Antes de fechar o portão de minha residência, passou de braços dados com suas duas mulheres um de meus vizinhos, soube contornar seu problema existencial: só com os prazeres do espírito, sexo gostoso e saudável, sentia-se deprimido, só com os da carne sentia-se infeliz e angustiado. Encontrou as mulheres certas, a oficial satisfazia-lhe o espírito, a amante, a carne. Era feliz com as duas, as duas eram felizes com ele. Passaram a viver juntos, embora toda a vizinhança e muitas outras pessoas condenam isto de o homem viver com duas mulheres debaixo do mesmo teto, é uma prática desavergonhada. Os padres tomaram medidas: nenhum deles poderia receber a comunhão. Deixou meu vizinho de tomar cachaça, cerveja, vez por outra uma dose de catuaba com conhaque. Parou de beber.
Não seria esta a solução para os adultérios, as insatisfações, mágoas, dores, sofrimentos, causando divórcios, separações, a mulher ter dois homens, o homem, duas mulheres? Tanto a Igreja como o Direito aceitariam realizar esses casamentos.. Novo tempo, novos costumes e hábitos, novo homem. Isso jamais será aceite. Ninguém admite ver o ser amado nos braços de outrem.

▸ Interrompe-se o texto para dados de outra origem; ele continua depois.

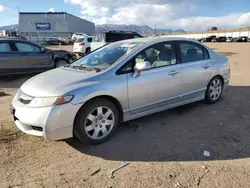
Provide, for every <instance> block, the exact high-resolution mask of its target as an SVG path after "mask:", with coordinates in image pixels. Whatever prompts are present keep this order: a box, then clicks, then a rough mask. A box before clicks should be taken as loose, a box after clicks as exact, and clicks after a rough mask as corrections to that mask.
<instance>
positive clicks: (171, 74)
mask: <svg viewBox="0 0 250 188" xmlns="http://www.w3.org/2000/svg"><path fill="white" fill-rule="evenodd" d="M179 73H180V71H178V70H171V71H170V72H168V75H171V76H175V75H176V74H179Z"/></svg>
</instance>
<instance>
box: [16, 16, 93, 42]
mask: <svg viewBox="0 0 250 188" xmlns="http://www.w3.org/2000/svg"><path fill="white" fill-rule="evenodd" d="M76 32H80V33H85V34H87V35H93V34H94V33H95V25H94V23H92V22H89V21H87V20H84V19H81V18H79V17H76V16H74V15H72V14H68V13H66V12H20V13H19V33H20V35H21V36H24V37H26V38H27V39H29V40H32V41H35V42H39V43H43V42H45V41H46V39H47V38H48V37H64V38H68V37H71V36H72V34H73V33H76Z"/></svg>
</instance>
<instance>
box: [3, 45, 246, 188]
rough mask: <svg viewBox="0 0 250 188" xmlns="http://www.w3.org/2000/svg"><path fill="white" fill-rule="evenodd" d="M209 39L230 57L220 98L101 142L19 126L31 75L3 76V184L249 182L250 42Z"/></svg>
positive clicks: (98, 183) (14, 186) (224, 182)
mask: <svg viewBox="0 0 250 188" xmlns="http://www.w3.org/2000/svg"><path fill="white" fill-rule="evenodd" d="M208 45H209V46H210V47H212V48H213V49H215V50H216V51H217V52H220V53H221V54H224V55H226V56H228V57H229V58H230V60H231V70H232V78H231V82H230V87H229V89H228V90H227V91H226V92H225V93H224V96H223V98H222V99H221V101H220V102H219V103H217V104H215V105H207V104H205V103H203V102H198V103H195V104H191V105H187V106H184V107H180V108H176V109H173V110H169V111H164V112H161V113H157V114H154V115H151V116H147V117H144V118H140V119H138V120H134V121H132V122H129V123H126V124H124V125H121V126H120V128H119V130H118V131H117V134H115V135H114V137H113V138H112V139H110V140H109V141H107V142H106V143H104V144H102V145H99V146H86V145H83V144H81V143H80V142H78V141H77V140H73V139H69V140H64V141H57V142H50V141H46V140H44V139H42V138H37V137H33V136H28V135H26V134H23V133H21V132H20V131H19V130H18V129H17V128H16V127H15V125H14V123H13V121H12V117H11V115H10V112H9V107H10V104H11V101H12V98H13V96H14V94H15V93H16V92H17V90H18V88H19V87H20V86H21V84H22V83H23V82H25V81H26V80H27V79H28V78H30V77H31V75H28V76H13V77H6V78H0V156H1V158H0V174H1V181H0V187H1V188H5V187H31V188H34V187H100V188H111V187H113V188H116V187H119V188H120V187H124V188H125V187H126V188H127V187H131V188H132V187H162V188H167V187H170V188H186V187H203V188H210V187H211V188H217V187H219V188H229V187H246V188H249V187H250V181H249V177H250V136H249V132H250V74H249V70H250V63H249V53H250V44H248V43H230V44H226V43H219V44H216V43H211V44H208ZM54 48H55V47H54ZM56 48H58V47H56ZM63 48H68V49H70V50H71V49H72V46H64V47H63ZM204 151H210V152H211V156H210V157H204V155H203V152H204ZM125 162H130V164H128V165H127V166H125V167H124V168H121V169H120V170H118V171H116V172H115V173H114V176H113V177H111V172H112V171H113V170H115V169H117V168H118V167H119V166H121V165H122V164H124V163H125Z"/></svg>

Haverá sempre a cachaça, a catuaba, o adultério até a consumação dos tempos. Enfim, nossa comunidade será eternizada, com o adultério sem limites e fronteiras, sem peias, algemas e correntes, sem freios e estribos, é que os homens encontraram os caminhos de nunca mais serem esquecidos.
Se isto fosse seguido, diriam todos haver sido eu a semente e húmus deste despautério, para livrar os casais da separação e divórcio, criei através dos pensamentos, idéias, das letras, casamento de três cônjuges. Quem deveria ser extirpado da sociedade seria eu, e não o adultério. Ademais, o bolso dos advogados de defesa e acusação sofreriam prejuízos, uns chegariam a desistir do Direito, nada estavam ganhando, o adultério é que lhes garantiam o pão de cada dia, passando a exercerem outra função qualquer. Outros me processariam por danos materiais e à moral conjugal. Ainda bem que as pessoas lêem, mas não colocam em prática as interpretações e análises. Posso continuar pensando e escrevendo, as letras divertem, fazem rir, quanto mais quando são ambíguas e in-versas.